Caráter e liderança

Eis dois dos atributos do futuro presidente da República para tirar o País do lamaçal.

Luiz Felipe D'Ávila, O Estado de S.Paulo

22 de setembro de 2021 | 03h00

Montesquieu dizia que “a indiferença pelo bem comum é a causa da ruína das repúblicas”. Ruína que começa com a indiferença do presidente da República em honrar suas promessas ao povo brasileiro. Prometeu abrir a economia, privatizar estatais e aprovar reformas liberais para desidratar o Estado intervencionista que estrangula os brasileiros que trabalham e produzem riqueza, mas se rendeu à agenda do corporativismo que destrói a produtividade e a competitividade do Brasil e ainda criou mais estatais, como a ENBPar, que recebeu um aporte de R$ 4 bilhões dos cofres públicos.

Prometeu combater a “velha política” e a corrupção, mas se aliou ao Centrão, sepultou a Lava Jato, e pululam escândalos de superfaturamento de vacinas e de seus familiares. Por fim, Bolsonaro prometeu honrar os valores cristãos, mas na hora da pandemia demonstrou falta de misericórdia e de compaixão com milhares de brasileiros que padeceram da covid. Menosprezou a importância da vacina e repudiou o uso de máscara.
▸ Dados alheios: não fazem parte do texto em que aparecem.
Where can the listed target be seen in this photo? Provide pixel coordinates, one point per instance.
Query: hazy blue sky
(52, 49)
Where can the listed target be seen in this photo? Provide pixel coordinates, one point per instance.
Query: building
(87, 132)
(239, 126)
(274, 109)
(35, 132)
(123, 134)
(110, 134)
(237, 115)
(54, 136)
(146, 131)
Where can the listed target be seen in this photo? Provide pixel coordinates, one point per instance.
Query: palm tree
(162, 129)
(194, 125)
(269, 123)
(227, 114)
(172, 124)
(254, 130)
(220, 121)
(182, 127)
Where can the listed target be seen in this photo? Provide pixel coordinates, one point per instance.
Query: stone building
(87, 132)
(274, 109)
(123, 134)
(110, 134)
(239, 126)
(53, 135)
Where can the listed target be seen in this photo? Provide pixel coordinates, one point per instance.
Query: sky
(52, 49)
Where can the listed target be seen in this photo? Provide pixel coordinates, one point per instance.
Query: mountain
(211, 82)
Ademais, o presidente mostra-se indiferente aos reais problemas que afetam a vida dos brasileiros, como a queda da renda e o aumento do desemprego e da inflação, que vem encarecendo o preço do gás de cozinha, da carne, do arroz e feijão.
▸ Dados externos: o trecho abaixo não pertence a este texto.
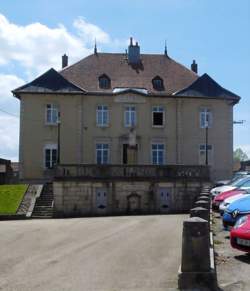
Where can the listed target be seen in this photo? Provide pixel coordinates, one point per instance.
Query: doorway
(164, 199)
(101, 200)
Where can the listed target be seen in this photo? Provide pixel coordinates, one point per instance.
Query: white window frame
(50, 147)
(206, 118)
(129, 111)
(158, 109)
(157, 150)
(54, 114)
(101, 110)
(209, 154)
(102, 149)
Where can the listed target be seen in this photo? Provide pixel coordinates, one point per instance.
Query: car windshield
(240, 182)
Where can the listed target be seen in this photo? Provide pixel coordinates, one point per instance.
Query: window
(102, 115)
(158, 83)
(52, 114)
(104, 82)
(202, 154)
(205, 118)
(130, 116)
(157, 154)
(102, 153)
(158, 116)
(50, 156)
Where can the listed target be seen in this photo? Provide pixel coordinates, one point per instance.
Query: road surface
(139, 253)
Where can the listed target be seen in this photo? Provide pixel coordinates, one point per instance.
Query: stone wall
(80, 198)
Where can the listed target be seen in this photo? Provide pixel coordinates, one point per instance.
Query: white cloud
(8, 83)
(33, 49)
(90, 32)
(37, 47)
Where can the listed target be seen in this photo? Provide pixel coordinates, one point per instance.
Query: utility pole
(58, 138)
(206, 140)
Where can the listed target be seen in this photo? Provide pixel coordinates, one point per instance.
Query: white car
(229, 200)
(236, 184)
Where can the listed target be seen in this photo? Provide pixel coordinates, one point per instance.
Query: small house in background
(5, 171)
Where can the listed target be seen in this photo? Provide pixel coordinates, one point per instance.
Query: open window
(158, 116)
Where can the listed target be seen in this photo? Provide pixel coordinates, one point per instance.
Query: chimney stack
(133, 53)
(64, 61)
(194, 67)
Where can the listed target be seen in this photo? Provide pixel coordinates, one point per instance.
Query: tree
(239, 155)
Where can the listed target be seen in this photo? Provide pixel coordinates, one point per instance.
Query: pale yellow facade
(181, 133)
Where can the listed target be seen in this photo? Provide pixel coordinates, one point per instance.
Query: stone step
(42, 216)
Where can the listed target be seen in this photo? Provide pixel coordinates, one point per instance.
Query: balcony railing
(135, 172)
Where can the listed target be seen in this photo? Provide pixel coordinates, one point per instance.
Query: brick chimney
(64, 61)
(133, 53)
(194, 67)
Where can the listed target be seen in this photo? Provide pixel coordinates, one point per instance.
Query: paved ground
(233, 266)
(93, 254)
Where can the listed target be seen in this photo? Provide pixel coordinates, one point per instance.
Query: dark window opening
(158, 84)
(158, 118)
(104, 82)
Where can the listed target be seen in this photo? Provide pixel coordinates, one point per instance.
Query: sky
(34, 34)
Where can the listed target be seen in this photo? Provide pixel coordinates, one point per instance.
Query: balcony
(131, 172)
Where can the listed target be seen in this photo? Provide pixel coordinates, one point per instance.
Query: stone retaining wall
(79, 198)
Evidentemente, o presidente da República culpa os infortúnios do seu governo à pandemia, à imprensa “esquerdista” e às decisões do Supremo Tribunal Federal e do Congresso. Essa visão infantil de que o problema está sempre nos outros revela sua incapacidade de reconhecer as incompetências política e administrativa do seu governo.

A questão crucial é como atravessar o vale do desgoverno e das crises institucionais até a eleição de 2022. O Brasil tem hoje um caminho e dois desvios. O caminho é a construção de um plano de ação para defendermos a democracia e nos unirmos em torno de uma candidatura presidencial competitiva, capaz de vencer os dois desvios – Bolsonaro e Lula. O primeiro representa a maior ameaça à democracia desde o golpe militar de 1964; o segundo retrata a volta ao pesadelo do passado em que se semeou a desgraça do presente – o sectarismo político, a corrupção sistêmica que corroeu a credibilidade das instituições e a gênese do nefasto governo Dilma, que nos brindou com recessão econômica, 13 milhões de desempregados e a atuação irresponsável de um Estado intervencionista que debilitou a economia.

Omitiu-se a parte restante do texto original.